All creatures great and small
Country Life UK|April 26, 2023
The story of St Francis of Assisi has captured the imagination of artists, musicians and poets for 800 years. Mary Miers discovers that the saint who befriended animals was also a radical reformer, whose teachings have a timely relevance
Mary Miers
All creatures great and small

PRESERVED on a splayed window in a small Kent church is a little-known image of St Francis made only a few decades after his death. This fragment in the chancel of Doddington parish church is unique among English 13thcentury wall paintings in that it depicts the saint with his stigmata. St Francis, wearing his emblematic habit and triple-knotted girdle, stands on bleeding feet with hands raised in prayer. Overhead is a wing of the celestial seraph, who is described as having hovered over him, ‘fiery as well as brilliant’, imprinting his body with the wounds of the crucified Christ. The unprecedented miracle, which was revealed on his death in 1226, elevated Francis into a Christ-like figure; he was canonised two years later.

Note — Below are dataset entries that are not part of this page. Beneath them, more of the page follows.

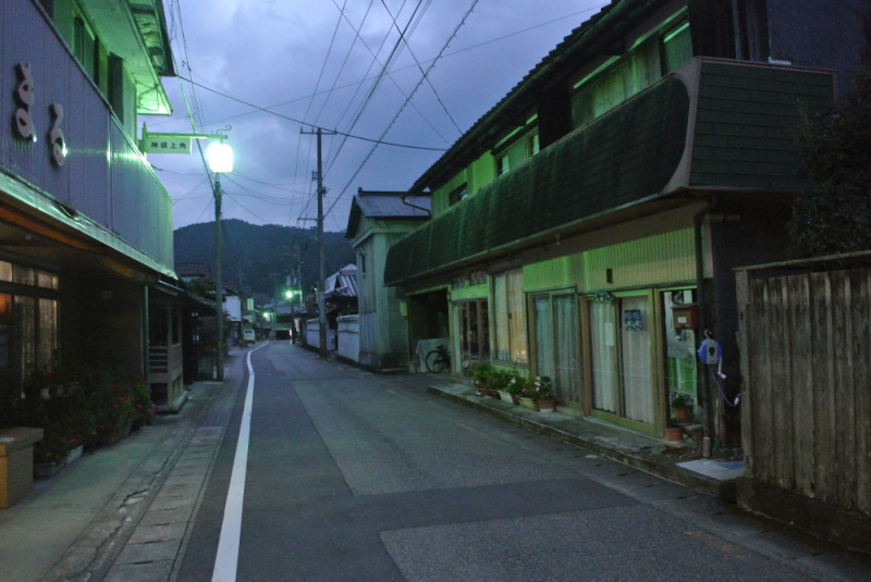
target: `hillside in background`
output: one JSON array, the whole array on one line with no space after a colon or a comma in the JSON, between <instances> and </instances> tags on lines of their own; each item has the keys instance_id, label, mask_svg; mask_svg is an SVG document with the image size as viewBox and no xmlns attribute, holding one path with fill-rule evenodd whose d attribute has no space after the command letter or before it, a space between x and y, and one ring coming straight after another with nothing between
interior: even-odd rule
<instances>
[{"instance_id":1,"label":"hillside in background","mask_svg":"<svg viewBox=\"0 0 871 582\"><path fill-rule=\"evenodd\" d=\"M241 220L221 221L221 267L228 287L254 294L260 301L280 293L289 275L302 268L306 295L318 281L316 228L274 224L256 225ZM175 264L206 263L214 273L214 222L183 226L174 232ZM326 275L355 262L344 233L323 233Z\"/></svg>"}]
</instances>

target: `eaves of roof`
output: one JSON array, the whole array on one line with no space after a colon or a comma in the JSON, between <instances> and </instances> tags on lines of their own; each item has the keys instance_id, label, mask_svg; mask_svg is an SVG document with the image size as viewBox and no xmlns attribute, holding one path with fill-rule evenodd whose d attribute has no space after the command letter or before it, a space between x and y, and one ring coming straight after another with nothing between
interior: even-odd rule
<instances>
[{"instance_id":1,"label":"eaves of roof","mask_svg":"<svg viewBox=\"0 0 871 582\"><path fill-rule=\"evenodd\" d=\"M447 179L467 166L482 150L495 145L503 131L515 124L518 115L536 102L543 89L568 75L579 62L603 52L622 50L622 46L614 45L621 33L634 26L639 16L660 3L660 0L612 0L572 30L502 100L475 122L408 191L415 194L434 189L440 178Z\"/></svg>"}]
</instances>

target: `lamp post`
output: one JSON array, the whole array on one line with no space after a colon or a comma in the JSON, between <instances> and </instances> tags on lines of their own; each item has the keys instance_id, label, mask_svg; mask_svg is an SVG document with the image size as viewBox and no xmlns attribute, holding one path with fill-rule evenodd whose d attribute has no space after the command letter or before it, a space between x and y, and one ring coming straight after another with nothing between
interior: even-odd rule
<instances>
[{"instance_id":1,"label":"lamp post","mask_svg":"<svg viewBox=\"0 0 871 582\"><path fill-rule=\"evenodd\" d=\"M221 273L221 174L233 171L233 149L214 141L206 150L209 169L214 172L214 321L218 348L214 358L216 380L224 379L224 289Z\"/></svg>"}]
</instances>

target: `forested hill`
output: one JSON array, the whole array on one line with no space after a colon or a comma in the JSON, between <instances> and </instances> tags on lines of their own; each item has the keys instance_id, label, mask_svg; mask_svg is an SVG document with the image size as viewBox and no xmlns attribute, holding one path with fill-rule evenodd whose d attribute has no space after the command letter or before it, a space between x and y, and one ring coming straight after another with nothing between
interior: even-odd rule
<instances>
[{"instance_id":1,"label":"forested hill","mask_svg":"<svg viewBox=\"0 0 871 582\"><path fill-rule=\"evenodd\" d=\"M214 222L192 224L174 232L175 264L206 263L214 273ZM316 228L241 220L221 221L221 265L224 285L270 300L277 286L302 262L303 288L308 295L318 280ZM326 275L354 262L354 249L344 233L323 233Z\"/></svg>"}]
</instances>

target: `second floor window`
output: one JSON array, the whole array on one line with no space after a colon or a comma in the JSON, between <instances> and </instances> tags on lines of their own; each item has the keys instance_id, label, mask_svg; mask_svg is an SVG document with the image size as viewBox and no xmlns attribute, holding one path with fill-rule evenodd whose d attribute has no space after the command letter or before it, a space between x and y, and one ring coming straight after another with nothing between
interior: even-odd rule
<instances>
[{"instance_id":1,"label":"second floor window","mask_svg":"<svg viewBox=\"0 0 871 582\"><path fill-rule=\"evenodd\" d=\"M468 187L463 184L461 187L454 189L451 194L447 195L447 205L454 206L455 203L465 200L466 197L469 195Z\"/></svg>"},{"instance_id":2,"label":"second floor window","mask_svg":"<svg viewBox=\"0 0 871 582\"><path fill-rule=\"evenodd\" d=\"M511 159L506 153L496 159L496 175L507 174L508 170L511 170Z\"/></svg>"}]
</instances>

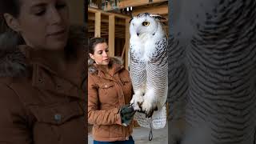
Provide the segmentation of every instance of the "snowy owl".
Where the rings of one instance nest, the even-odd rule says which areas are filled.
[[[130,20],[129,67],[134,94],[130,105],[144,118],[165,110],[168,90],[167,38],[162,20],[149,13]],[[135,117],[136,118],[136,117]]]

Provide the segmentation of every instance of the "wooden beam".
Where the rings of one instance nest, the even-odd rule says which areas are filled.
[[[129,47],[130,47],[130,18],[126,19],[126,60],[125,60],[125,65],[126,69],[128,70],[128,54],[129,54]]]
[[[110,56],[114,56],[114,14],[109,16],[109,51]]]
[[[106,12],[103,10],[101,10],[99,9],[95,9],[95,8],[92,8],[92,7],[88,7],[88,12],[90,13],[97,13],[97,12],[101,12],[102,14],[104,15],[112,15],[114,14],[114,16],[116,18],[130,18],[130,15],[126,15],[126,14],[113,14],[113,13],[109,13],[109,12]]]
[[[163,2],[168,0],[152,0],[152,2],[150,2],[149,0],[122,0],[118,4],[118,9],[124,9],[130,6],[139,6],[147,4]]]
[[[88,21],[95,21],[95,17],[91,16],[91,15],[88,15]],[[104,22],[104,23],[109,23],[109,19],[102,18],[101,22]],[[126,26],[125,22],[122,22],[122,21],[116,21],[115,25],[119,25],[119,26]]]
[[[101,37],[101,12],[95,13],[94,37]]]
[[[140,13],[145,13],[146,11],[151,14],[168,14],[168,5],[134,10],[132,12],[132,15],[135,16]]]

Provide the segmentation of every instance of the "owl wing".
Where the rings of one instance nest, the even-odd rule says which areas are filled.
[[[146,62],[141,59],[139,52],[136,52],[136,50],[141,49],[140,46],[142,46],[134,42],[134,41],[130,43],[130,76],[134,90],[136,91],[145,88],[146,79]]]
[[[155,51],[152,54],[146,70],[147,89],[153,89],[157,97],[158,107],[164,106],[167,98],[168,91],[168,56],[167,38],[157,41]]]

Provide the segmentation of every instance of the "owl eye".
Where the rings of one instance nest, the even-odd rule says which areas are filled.
[[[142,25],[146,26],[150,26],[150,22],[142,22]]]

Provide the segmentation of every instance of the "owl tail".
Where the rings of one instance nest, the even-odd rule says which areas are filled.
[[[138,122],[138,125],[142,127],[150,128],[150,123],[153,129],[164,128],[166,124],[166,105],[160,110],[154,111],[151,118],[146,118],[146,114],[143,113],[136,112],[134,118]]]

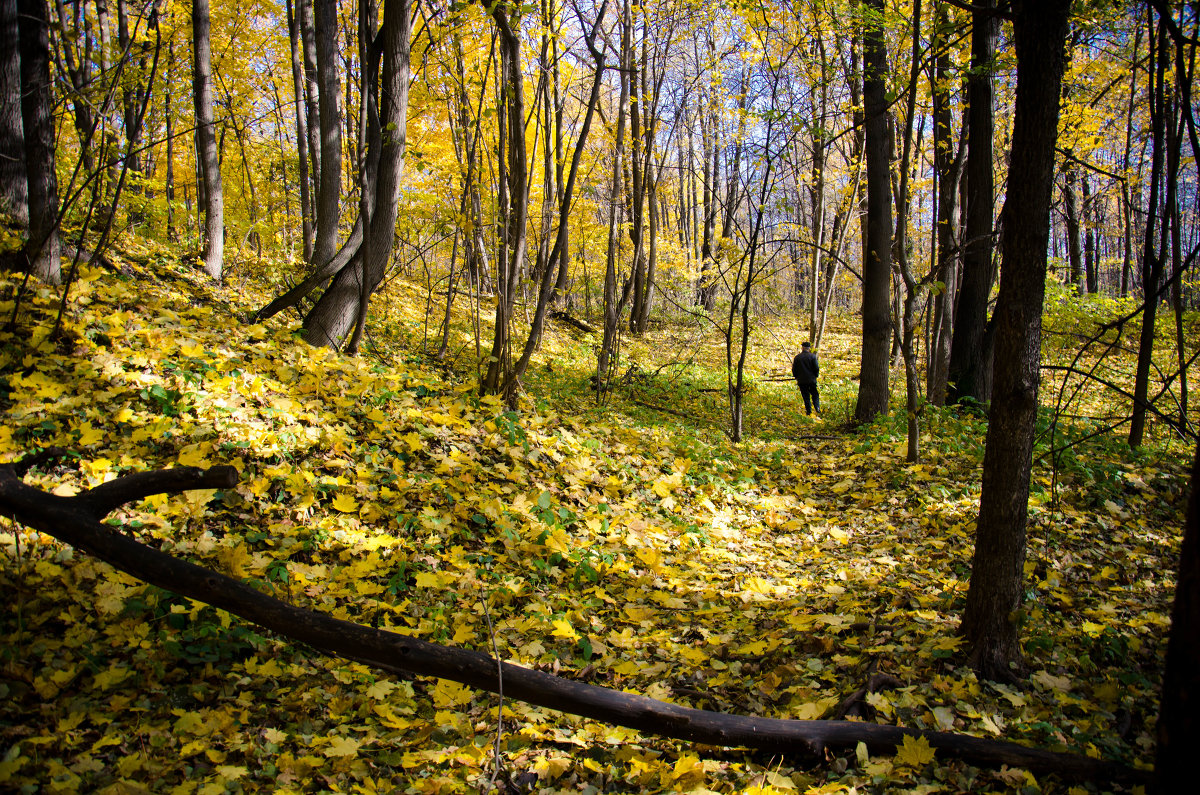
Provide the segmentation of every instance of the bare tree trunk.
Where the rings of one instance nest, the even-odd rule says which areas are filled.
[[[1062,169],[1062,204],[1067,221],[1067,263],[1068,275],[1075,294],[1084,293],[1084,240],[1080,226],[1079,196],[1075,192],[1075,166],[1067,161]]]
[[[305,113],[304,65],[300,56],[300,20],[286,0],[284,10],[288,17],[288,42],[292,52],[292,90],[295,94],[296,119],[296,161],[300,166],[300,228],[304,239],[304,258],[312,258],[312,193],[308,177],[308,116]]]
[[[904,144],[900,154],[900,185],[896,191],[896,232],[894,240],[894,257],[904,285],[904,299],[900,311],[900,351],[904,355],[905,372],[905,414],[908,420],[908,450],[907,461],[916,464],[920,460],[920,382],[917,376],[917,349],[916,349],[916,305],[917,305],[917,280],[912,274],[912,263],[908,262],[908,213],[910,213],[910,168],[913,150],[913,124],[917,115],[917,83],[920,78],[920,12],[922,0],[912,1],[912,62],[908,71],[908,98],[905,103],[904,118]],[[922,121],[922,132],[924,120]],[[917,142],[920,148],[920,141]],[[922,280],[922,286],[926,282]]]
[[[29,223],[25,133],[20,122],[20,36],[17,0],[0,0],[0,214]]]
[[[204,251],[200,261],[212,279],[221,279],[224,261],[224,192],[212,120],[212,44],[209,0],[192,0],[192,96],[196,102],[196,151],[204,183]]]
[[[622,6],[622,34],[620,34],[620,100],[617,109],[617,144],[613,149],[612,159],[612,187],[608,193],[608,251],[605,256],[605,279],[604,279],[604,337],[600,342],[600,352],[596,357],[596,398],[604,396],[608,387],[608,379],[612,375],[611,370],[616,364],[617,357],[617,342],[620,334],[620,313],[625,307],[625,300],[623,297],[618,297],[618,273],[617,273],[617,258],[619,256],[620,247],[620,225],[618,219],[620,217],[620,196],[622,196],[622,169],[624,165],[625,156],[625,118],[629,113],[629,83],[630,83],[630,70],[629,64],[632,60],[631,54],[631,23],[630,23],[630,0],[625,0]],[[629,291],[619,291],[624,293],[624,297],[629,295]]]
[[[961,632],[980,677],[1022,671],[1025,581],[1033,431],[1038,410],[1042,304],[1069,0],[1014,0],[1016,115],[1002,217],[1004,267],[996,303],[995,400]]]
[[[1153,17],[1151,16],[1153,25]],[[1166,48],[1166,25],[1160,19],[1158,30],[1150,36],[1150,108],[1151,108],[1151,167],[1150,167],[1150,207],[1146,210],[1146,231],[1142,238],[1141,255],[1141,293],[1144,309],[1141,312],[1141,335],[1138,345],[1138,370],[1134,376],[1133,414],[1129,420],[1129,447],[1140,447],[1146,432],[1146,395],[1150,391],[1150,366],[1154,354],[1154,321],[1158,317],[1160,300],[1159,287],[1163,282],[1163,259],[1166,256],[1166,227],[1164,220],[1170,211],[1170,199],[1175,186],[1163,174],[1166,149],[1168,97],[1166,67],[1170,60]],[[1164,180],[1169,198],[1164,202]],[[1156,239],[1160,238],[1160,239]]]
[[[50,26],[46,0],[17,0],[20,37],[20,116],[25,135],[29,186],[29,243],[34,275],[61,281],[59,181],[54,172],[54,97],[50,94]]]
[[[934,70],[934,168],[937,173],[937,264],[935,281],[942,283],[934,295],[934,329],[929,349],[930,402],[946,402],[946,382],[950,361],[950,329],[954,325],[954,303],[958,298],[959,268],[959,177],[961,174],[962,149],[954,151],[954,118],[950,107],[952,94],[947,84],[950,77],[950,49],[948,40],[953,35],[947,4],[937,2],[935,36],[937,50]]]
[[[337,347],[365,318],[367,301],[388,273],[395,247],[396,217],[400,213],[400,178],[404,169],[408,131],[409,38],[412,36],[412,0],[385,0],[383,28],[382,85],[379,124],[373,126],[374,142],[368,144],[366,168],[377,149],[378,173],[367,178],[374,185],[368,219],[360,219],[364,241],[349,264],[342,268],[305,317],[305,340],[312,345]],[[365,97],[366,101],[366,97]]]
[[[504,394],[509,401],[515,399],[516,391],[521,384],[521,378],[524,376],[526,370],[528,370],[529,360],[533,358],[533,352],[536,349],[538,342],[541,339],[542,328],[546,322],[546,312],[550,309],[551,297],[553,294],[556,270],[559,274],[563,273],[563,268],[565,268],[568,261],[568,220],[571,210],[571,198],[575,193],[575,180],[578,175],[580,162],[583,159],[583,151],[588,141],[588,132],[592,128],[592,119],[595,115],[595,110],[600,101],[600,85],[604,82],[605,56],[595,48],[595,38],[596,34],[599,34],[604,25],[604,17],[607,8],[608,0],[604,0],[604,2],[600,4],[600,10],[596,12],[595,24],[592,26],[592,31],[587,36],[588,49],[592,50],[592,55],[596,60],[596,68],[592,79],[592,92],[588,96],[587,109],[583,113],[583,122],[580,127],[578,141],[575,142],[575,153],[571,155],[571,169],[566,175],[566,183],[563,185],[562,196],[559,198],[558,231],[554,235],[554,245],[550,250],[550,257],[541,273],[541,279],[538,285],[538,305],[534,310],[529,337],[526,340],[521,358],[514,365],[512,372],[504,384]],[[559,161],[560,160],[562,159],[559,159]],[[556,263],[560,264],[556,268]]]
[[[312,267],[320,268],[337,251],[342,197],[342,90],[337,76],[337,1],[314,0],[317,97],[320,116],[320,173],[317,185],[317,228]]]
[[[892,180],[888,131],[887,42],[883,0],[870,0],[863,30],[863,102],[866,128],[866,234],[863,239],[863,349],[854,420],[888,411],[892,342]]]

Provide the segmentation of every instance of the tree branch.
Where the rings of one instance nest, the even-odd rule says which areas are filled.
[[[38,454],[34,458],[43,458]],[[246,621],[307,644],[322,653],[391,674],[449,679],[508,698],[622,725],[647,734],[715,746],[821,759],[824,751],[866,745],[892,754],[906,736],[925,737],[944,758],[978,766],[1010,765],[1052,772],[1066,781],[1145,783],[1148,772],[1087,757],[1027,748],[1013,742],[853,721],[787,721],[727,715],[658,701],[493,659],[482,652],[440,646],[395,632],[341,621],[275,599],[246,582],[146,546],[101,524],[96,512],[149,494],[229,486],[233,467],[179,467],[125,476],[76,497],[26,485],[28,461],[0,466],[0,514],[85,550],[145,582],[227,610]],[[98,495],[98,496],[97,496]]]

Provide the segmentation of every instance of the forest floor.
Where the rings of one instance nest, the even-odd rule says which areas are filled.
[[[626,339],[598,405],[596,340],[554,324],[509,411],[476,395],[468,331],[445,360],[425,353],[438,310],[419,283],[392,283],[349,358],[299,341],[295,315],[245,324],[269,291],[250,275],[216,287],[154,252],[119,264],[72,286],[60,340],[46,339],[59,293],[36,286],[0,333],[0,456],[78,453],[26,478],[55,494],[238,467],[235,489],[114,514],[145,543],[341,618],[683,705],[830,717],[883,673],[895,687],[866,699],[880,722],[1152,761],[1190,450],[1165,425],[1136,453],[1120,429],[1085,438],[1088,417],[1124,411],[1102,389],[1044,388],[1031,675],[997,685],[964,665],[956,635],[985,425],[926,410],[919,464],[899,412],[850,430],[853,318],[821,346],[820,418],[787,378],[799,331],[756,330],[748,438],[733,444],[712,325]],[[18,283],[0,285],[5,317]],[[1060,299],[1046,359],[1096,364],[1073,335],[1115,306]],[[1099,366],[1121,381],[1133,354],[1112,351]],[[514,701],[498,723],[494,695],[320,657],[7,524],[0,592],[10,791],[1111,789],[936,754],[814,767]]]

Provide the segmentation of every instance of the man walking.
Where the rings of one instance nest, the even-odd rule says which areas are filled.
[[[817,354],[812,353],[811,343],[805,342],[800,348],[802,351],[792,359],[792,377],[804,395],[804,413],[811,414],[816,410],[820,414],[821,393],[817,391],[817,375],[821,372],[821,365],[817,363]]]

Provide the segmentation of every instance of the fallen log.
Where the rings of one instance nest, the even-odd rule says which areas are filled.
[[[594,328],[592,328],[583,321],[576,319],[562,310],[551,312],[550,317],[551,319],[558,321],[559,323],[566,323],[568,325],[575,327],[586,334],[592,334],[595,331]]]
[[[1148,771],[1127,765],[1001,740],[857,721],[788,721],[690,709],[499,662],[482,652],[334,618],[146,546],[100,521],[113,509],[151,495],[233,488],[238,483],[238,471],[233,467],[175,467],[130,474],[72,497],[48,494],[22,480],[32,466],[66,454],[52,449],[17,464],[0,465],[0,514],[90,552],[144,582],[220,608],[332,657],[396,675],[448,679],[492,693],[503,687],[508,698],[644,734],[746,747],[804,761],[821,760],[826,751],[854,749],[860,742],[872,754],[888,755],[905,737],[912,736],[924,737],[943,758],[976,766],[1008,765],[1055,773],[1064,781],[1124,784],[1150,781]]]

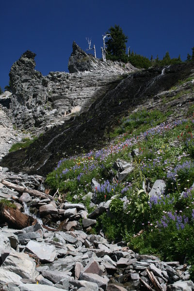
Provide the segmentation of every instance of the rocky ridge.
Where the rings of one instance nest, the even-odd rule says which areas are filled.
[[[120,116],[138,106],[141,107],[144,103],[149,104],[150,108],[153,107],[152,103],[156,104],[159,100],[162,107],[163,104],[164,107],[169,106],[170,98],[166,96],[166,102],[163,103],[162,94],[164,96],[165,91],[178,80],[192,75],[193,65],[171,66],[166,68],[164,74],[162,71],[161,68],[150,68],[129,74],[103,98],[99,97],[89,111],[48,130],[27,150],[20,150],[5,157],[2,165],[8,165],[15,171],[23,169],[31,174],[45,175],[54,168],[64,153],[71,155],[76,151],[80,152],[83,147],[87,151],[94,147],[100,148],[104,145],[107,132],[116,124]],[[169,92],[169,96],[176,94]],[[192,94],[189,95],[191,98],[190,101],[193,102]],[[184,96],[182,98],[182,105],[187,106],[185,100],[183,101]],[[177,99],[176,101],[176,98],[171,102],[172,106],[175,106],[176,102],[179,106],[179,101]],[[181,110],[181,107],[179,109]],[[20,160],[22,164],[18,164]]]
[[[2,94],[3,96],[4,94]],[[29,133],[14,128],[13,122],[0,107],[0,161],[6,154],[12,145],[23,139],[30,138]]]

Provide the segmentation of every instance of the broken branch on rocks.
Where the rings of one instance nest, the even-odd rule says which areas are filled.
[[[1,180],[1,183],[6,186],[7,187],[9,187],[18,192],[26,192],[30,194],[30,195],[32,196],[35,196],[36,197],[40,197],[41,198],[45,199],[49,198],[51,200],[53,199],[53,197],[52,196],[50,195],[48,195],[47,194],[45,194],[44,193],[42,193],[42,192],[40,192],[40,191],[38,191],[38,190],[34,190],[32,189],[29,189],[25,187],[22,187],[21,186],[19,186],[18,185],[16,185],[16,184],[13,184],[13,183],[11,183],[10,182],[8,182],[6,180]]]

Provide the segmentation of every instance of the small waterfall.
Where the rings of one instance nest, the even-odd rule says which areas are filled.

The Kent mural is testament to the saint’s early reach, together with drawings of the friar with his brothers made on the manuscript Chronica Maiora by Matthew Paris, a Benedictine monk at St Alban’s Abbey in Hertfordshire. It spread abroad even within his own lifetime—the first Franciscans to thrive outside Italy established a house in Canterbury in 1224 (the so-called Greyfriars). In the century following his death, the Franciscans fostered the cult of their founder through an astonishing body of panel and wall paintings that, paradoxically for one who renounced all earthly possessions, would play a formative role in the development of early-Renaissance art.